Background information
- Born: Ersel O'Hickey June 27, 1934 Brighton, New York, U.S.
- Origin: Columbus, Ohio
- Died: July 12, 2004 (aged 70) Manhattan, New York, U.S.
- Genres: Rockabilly
- Occupations: Singer, musician
- Instruments: Vocals, guitar
- Years active: 1954–2004
- Labels: Fine, Epic, Kapp, Apollo, Laurie, Toot, Janus, Black Circle, Unifax, Rameses III, Parkway, Magnum

= Ersel Hickey =

American rockabilly singer

Ersel Hickey (born Ersel O'Hickey, June 27, 1934 - July 12, 2004) was an American rockabilly singer best known for his hit song "Bluebirds over the Mountain".

==Early life==
Hickey was born in Brighton, New York, and was named after the family doctor, Dr. Ersel. His mother was from Kingston, Ontario; his father, who was Irish, died when Hickey was four. He was one of eight children. One brother's name was Allen and another brother's name was William. His mother had a nervous breakdown and was put into a mental hospital, causing Hickey to be placed in successive foster homes. He would frequently run away, living in different parts of New York State.

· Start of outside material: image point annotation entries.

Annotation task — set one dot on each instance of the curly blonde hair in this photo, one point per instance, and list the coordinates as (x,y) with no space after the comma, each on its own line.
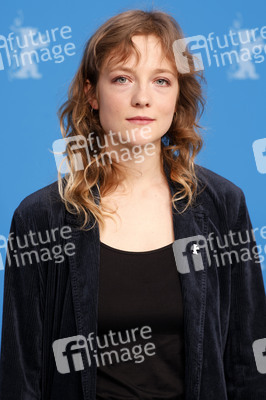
(114,38)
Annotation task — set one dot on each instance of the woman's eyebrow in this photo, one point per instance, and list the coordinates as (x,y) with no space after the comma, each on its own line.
(155,71)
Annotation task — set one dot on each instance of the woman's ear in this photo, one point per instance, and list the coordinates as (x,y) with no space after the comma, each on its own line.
(92,100)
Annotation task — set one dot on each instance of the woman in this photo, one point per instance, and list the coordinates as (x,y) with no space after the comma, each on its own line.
(125,255)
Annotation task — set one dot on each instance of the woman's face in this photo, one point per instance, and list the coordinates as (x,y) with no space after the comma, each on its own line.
(148,89)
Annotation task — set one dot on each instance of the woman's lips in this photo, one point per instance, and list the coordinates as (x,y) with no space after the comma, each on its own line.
(140,120)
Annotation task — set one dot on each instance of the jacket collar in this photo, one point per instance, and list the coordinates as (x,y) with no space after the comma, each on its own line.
(84,275)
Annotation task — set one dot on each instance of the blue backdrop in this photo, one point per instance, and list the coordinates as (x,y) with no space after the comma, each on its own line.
(31,94)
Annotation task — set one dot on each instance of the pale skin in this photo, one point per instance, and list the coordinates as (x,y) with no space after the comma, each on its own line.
(143,220)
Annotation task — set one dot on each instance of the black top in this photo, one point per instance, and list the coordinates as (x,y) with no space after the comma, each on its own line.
(140,302)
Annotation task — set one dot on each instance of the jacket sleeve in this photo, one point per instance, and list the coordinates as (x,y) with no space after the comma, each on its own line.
(247,316)
(21,345)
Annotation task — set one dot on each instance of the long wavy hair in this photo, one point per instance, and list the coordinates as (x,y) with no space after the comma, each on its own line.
(179,145)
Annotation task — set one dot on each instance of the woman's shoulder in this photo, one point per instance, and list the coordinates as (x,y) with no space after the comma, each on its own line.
(218,194)
(217,184)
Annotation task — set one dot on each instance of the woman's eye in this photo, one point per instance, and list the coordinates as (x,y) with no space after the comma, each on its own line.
(163,80)
(120,79)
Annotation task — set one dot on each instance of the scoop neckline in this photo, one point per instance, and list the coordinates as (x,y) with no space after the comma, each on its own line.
(135,252)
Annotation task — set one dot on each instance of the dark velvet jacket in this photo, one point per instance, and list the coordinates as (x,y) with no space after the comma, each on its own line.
(224,307)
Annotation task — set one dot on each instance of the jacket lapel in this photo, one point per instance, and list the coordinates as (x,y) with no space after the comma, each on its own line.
(84,273)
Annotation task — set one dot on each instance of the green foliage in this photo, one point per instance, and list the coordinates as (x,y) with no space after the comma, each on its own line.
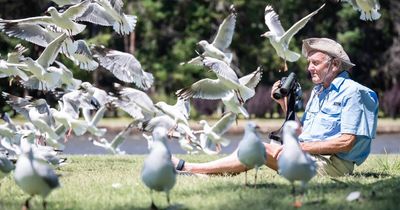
(167,32)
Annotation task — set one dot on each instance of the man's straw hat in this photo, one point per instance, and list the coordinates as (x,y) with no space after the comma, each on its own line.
(328,46)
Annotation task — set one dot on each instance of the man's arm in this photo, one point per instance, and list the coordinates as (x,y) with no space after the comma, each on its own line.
(343,143)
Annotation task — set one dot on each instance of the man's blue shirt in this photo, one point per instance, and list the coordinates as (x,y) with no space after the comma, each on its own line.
(344,107)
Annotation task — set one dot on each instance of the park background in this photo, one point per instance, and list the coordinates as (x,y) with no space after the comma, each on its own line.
(165,35)
(167,32)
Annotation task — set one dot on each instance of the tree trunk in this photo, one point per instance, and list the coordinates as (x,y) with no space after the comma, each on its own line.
(391,67)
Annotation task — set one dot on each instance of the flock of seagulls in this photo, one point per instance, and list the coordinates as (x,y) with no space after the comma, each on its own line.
(39,140)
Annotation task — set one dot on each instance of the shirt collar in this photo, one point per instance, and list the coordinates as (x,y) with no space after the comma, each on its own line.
(338,81)
(335,84)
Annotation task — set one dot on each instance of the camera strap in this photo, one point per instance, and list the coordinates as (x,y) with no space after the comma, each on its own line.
(290,115)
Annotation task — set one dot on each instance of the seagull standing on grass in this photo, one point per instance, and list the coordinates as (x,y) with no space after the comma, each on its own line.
(34,176)
(279,38)
(251,151)
(6,166)
(293,163)
(158,172)
(222,41)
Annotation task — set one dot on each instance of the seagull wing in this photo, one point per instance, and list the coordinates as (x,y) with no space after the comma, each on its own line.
(42,20)
(298,25)
(117,5)
(223,125)
(29,32)
(46,173)
(225,32)
(205,89)
(140,98)
(96,14)
(18,104)
(124,66)
(183,105)
(272,21)
(251,80)
(50,53)
(76,10)
(118,139)
(220,68)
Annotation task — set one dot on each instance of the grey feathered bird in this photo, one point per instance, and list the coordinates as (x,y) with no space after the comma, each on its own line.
(293,163)
(34,176)
(222,40)
(251,151)
(6,166)
(279,38)
(158,172)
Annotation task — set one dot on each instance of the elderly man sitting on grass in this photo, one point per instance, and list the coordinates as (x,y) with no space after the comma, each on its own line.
(338,124)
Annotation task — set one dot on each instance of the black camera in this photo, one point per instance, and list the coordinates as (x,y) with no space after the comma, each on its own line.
(287,84)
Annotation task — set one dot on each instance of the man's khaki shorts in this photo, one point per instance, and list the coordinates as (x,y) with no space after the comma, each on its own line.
(331,165)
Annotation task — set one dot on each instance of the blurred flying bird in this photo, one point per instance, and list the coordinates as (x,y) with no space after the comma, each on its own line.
(280,39)
(368,8)
(221,41)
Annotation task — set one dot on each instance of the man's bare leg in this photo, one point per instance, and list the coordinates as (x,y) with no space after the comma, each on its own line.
(229,164)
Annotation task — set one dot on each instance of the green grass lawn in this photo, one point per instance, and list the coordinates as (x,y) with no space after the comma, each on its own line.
(87,183)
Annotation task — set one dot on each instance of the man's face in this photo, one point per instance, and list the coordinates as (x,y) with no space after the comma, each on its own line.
(318,66)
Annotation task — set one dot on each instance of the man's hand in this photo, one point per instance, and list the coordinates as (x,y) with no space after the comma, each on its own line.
(275,150)
(283,101)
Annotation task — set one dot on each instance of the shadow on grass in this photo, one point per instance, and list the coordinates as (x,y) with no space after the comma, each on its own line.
(371,174)
(176,206)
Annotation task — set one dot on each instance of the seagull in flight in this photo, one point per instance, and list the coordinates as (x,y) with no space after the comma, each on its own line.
(221,42)
(368,8)
(280,38)
(64,21)
(212,89)
(109,13)
(124,66)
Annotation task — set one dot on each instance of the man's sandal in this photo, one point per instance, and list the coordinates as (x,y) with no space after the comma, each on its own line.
(180,165)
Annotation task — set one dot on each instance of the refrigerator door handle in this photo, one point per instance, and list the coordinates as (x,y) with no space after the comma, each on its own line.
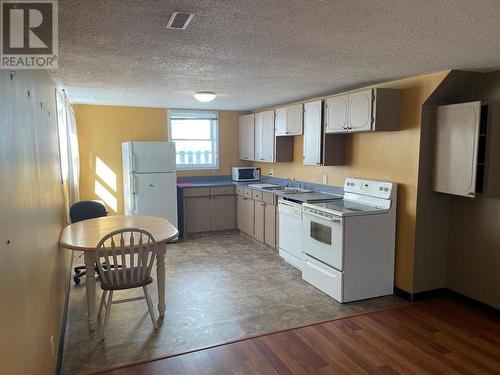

When Hickey was 15, he started traveling with his sister Chicky Evans, an exotic dancer. She was very popular in the carnival circuits and together they traveled for about a year. He decided to go on his own and travel with the carnival, then left and began living in Columbus, Ohio. From there he was sent to a "tough kids" home, where he became familiar with the main rhythm and blues groups and started singing with the gospel group there.

==Career==
In 1954, Hickey heard Elvis Presley's "I Don't Care if the Sun Don't Shine" and became a devoted fan of rock and roll. He played a few venues in Rochester, New York, that his brother booked him in, and was successfully drawing audiences. It was around this time that he made his first record on Fine Records. One side was "Then I'll Be Happy", an old song; the other side was "Baby You're No Good", a song he had written. The single was released locally, but not much happened with it.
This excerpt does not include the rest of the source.